76. This very important category in modern life deserves a word of its own. It is well known that the means of social communication "affect, and often profoundly, the minds of those who use them, under the affective and intellectual aspect and also under the moral and religious aspect," especially in the case of young people.(171) They can thus exercise a beneficial influence on the life and habits of the family and on the education of children, but at the same time they also conceal "snares and dangers that cannot be ignored."(172) They could also become a vehicle-sometimes cleverly and systematically manipulated, as unfortunately happens in various countries of the world-for divisive ideologies and distorted ways of looking at life, the family, religion and morality, attitudes that lack respect for man's true dignity and destiny.

This danger is all the more real inasmuch as "the modern life style- especially in the more industrialized nations-all too often causes families to abandon their responsibility to educate their children. Evasion of this duty is made easy for them by the presence of television and certain publications in the home, and in this way they keep their children's time and energies occupied."(173) Hence "the duty. . .to protect the young from the forms of aggression they are subjected to by the mass media," and to ensure that the use of the media in the family is carefully regulated. Families should also take care to seek for their children other forms of entertainment that are more wholesome, useful and physically, morally and spiritually formative, "to develop and use to advantage the free time of the young and direct their energies."(174)

Furthermore, because the means of social communication, like the school and the environment, often have a notable influence on the formation of children, parents as recipients must actively ensure the moderate, critical, watchful and prudent use of the media, by discovering what effect they have on their children and by controlling the use of the media in such a way as to "train the conscience of their children to express calm and objective judgments, which will then guide them in the choice or rejection of programs available .

With equal commitment parents will endeavor to influence the selection and the preparation of the programs themselves, by keeping in contact-through suitable initiatives-with those in charge of the various phases of production and transmission. In this way they will ensure that the fundamental human values that form part of the true good of society are not ignored or deliberately attacked. Rather they will ensure the broadcasting of programs that present in the right light family problems and their proper solution. In this regard my venerated predecessor Paul VI wrote: "Producers must know and respect the needs of the family, and this sometimes presupposes in them true courage, and always a high sense of responsibility. In fact they are expected to avoid anything that could harm the family in its existence, its stability, its balance and its happiness. Every attack on the fundamental value of the family-meaning eroticism or violence, the defense of divorce or of antisocial attitudes among young people-is an attack on the true good of man."(176)

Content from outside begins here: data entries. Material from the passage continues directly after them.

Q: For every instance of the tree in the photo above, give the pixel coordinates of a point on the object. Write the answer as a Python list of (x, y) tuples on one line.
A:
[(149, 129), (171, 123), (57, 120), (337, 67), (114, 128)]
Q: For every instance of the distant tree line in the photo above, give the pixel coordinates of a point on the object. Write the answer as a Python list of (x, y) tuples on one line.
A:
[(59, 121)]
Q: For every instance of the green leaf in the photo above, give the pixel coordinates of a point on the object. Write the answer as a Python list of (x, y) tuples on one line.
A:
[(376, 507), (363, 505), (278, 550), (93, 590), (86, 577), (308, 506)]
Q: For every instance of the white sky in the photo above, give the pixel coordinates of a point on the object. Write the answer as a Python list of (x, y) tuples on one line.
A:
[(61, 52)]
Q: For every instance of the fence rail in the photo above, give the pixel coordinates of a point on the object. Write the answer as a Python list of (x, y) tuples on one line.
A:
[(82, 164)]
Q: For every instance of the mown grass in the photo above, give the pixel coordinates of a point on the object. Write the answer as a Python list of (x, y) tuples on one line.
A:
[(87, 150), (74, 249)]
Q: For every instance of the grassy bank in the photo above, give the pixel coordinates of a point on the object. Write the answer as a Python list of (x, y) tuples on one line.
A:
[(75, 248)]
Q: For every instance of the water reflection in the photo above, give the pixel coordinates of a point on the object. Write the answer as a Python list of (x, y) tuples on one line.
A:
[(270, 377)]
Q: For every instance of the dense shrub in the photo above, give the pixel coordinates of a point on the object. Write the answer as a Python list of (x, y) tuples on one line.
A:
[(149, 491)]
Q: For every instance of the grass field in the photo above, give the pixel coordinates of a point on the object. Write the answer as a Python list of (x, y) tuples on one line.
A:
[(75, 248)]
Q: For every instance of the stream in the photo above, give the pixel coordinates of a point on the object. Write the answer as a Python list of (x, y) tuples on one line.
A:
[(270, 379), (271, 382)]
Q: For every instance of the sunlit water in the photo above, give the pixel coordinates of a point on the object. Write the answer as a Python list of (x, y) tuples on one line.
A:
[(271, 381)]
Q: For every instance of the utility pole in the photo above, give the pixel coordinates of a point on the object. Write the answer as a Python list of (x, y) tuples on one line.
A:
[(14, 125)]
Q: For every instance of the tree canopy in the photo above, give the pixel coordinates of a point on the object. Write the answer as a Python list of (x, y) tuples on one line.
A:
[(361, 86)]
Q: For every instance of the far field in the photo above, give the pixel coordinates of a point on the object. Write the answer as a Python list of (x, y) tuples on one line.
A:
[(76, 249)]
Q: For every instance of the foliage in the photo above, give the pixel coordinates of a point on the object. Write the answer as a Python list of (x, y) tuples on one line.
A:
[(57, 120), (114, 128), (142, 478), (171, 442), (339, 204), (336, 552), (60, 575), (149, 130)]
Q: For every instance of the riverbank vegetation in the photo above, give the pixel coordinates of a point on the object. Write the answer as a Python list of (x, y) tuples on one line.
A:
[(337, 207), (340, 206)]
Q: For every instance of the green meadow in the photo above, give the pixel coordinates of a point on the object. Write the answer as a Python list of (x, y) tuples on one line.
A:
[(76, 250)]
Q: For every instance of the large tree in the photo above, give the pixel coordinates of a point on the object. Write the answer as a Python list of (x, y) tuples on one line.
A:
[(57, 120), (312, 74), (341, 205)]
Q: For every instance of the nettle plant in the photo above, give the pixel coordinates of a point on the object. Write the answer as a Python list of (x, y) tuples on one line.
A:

I myself, on a similar occasion, pointed out that families "to a considerable extent need to be able to count on the good will, integrity and sense of responsibility of the media professionals- publishers writers, producers, directors, playwrights, newsmen, commentators and actors."(177) It is therefore also the duty of the Church to continue to devote every care to these categories, at the same time encouraging and supporting Catholics who feel the call and have the necessary talents, to take up this sensitive type of work.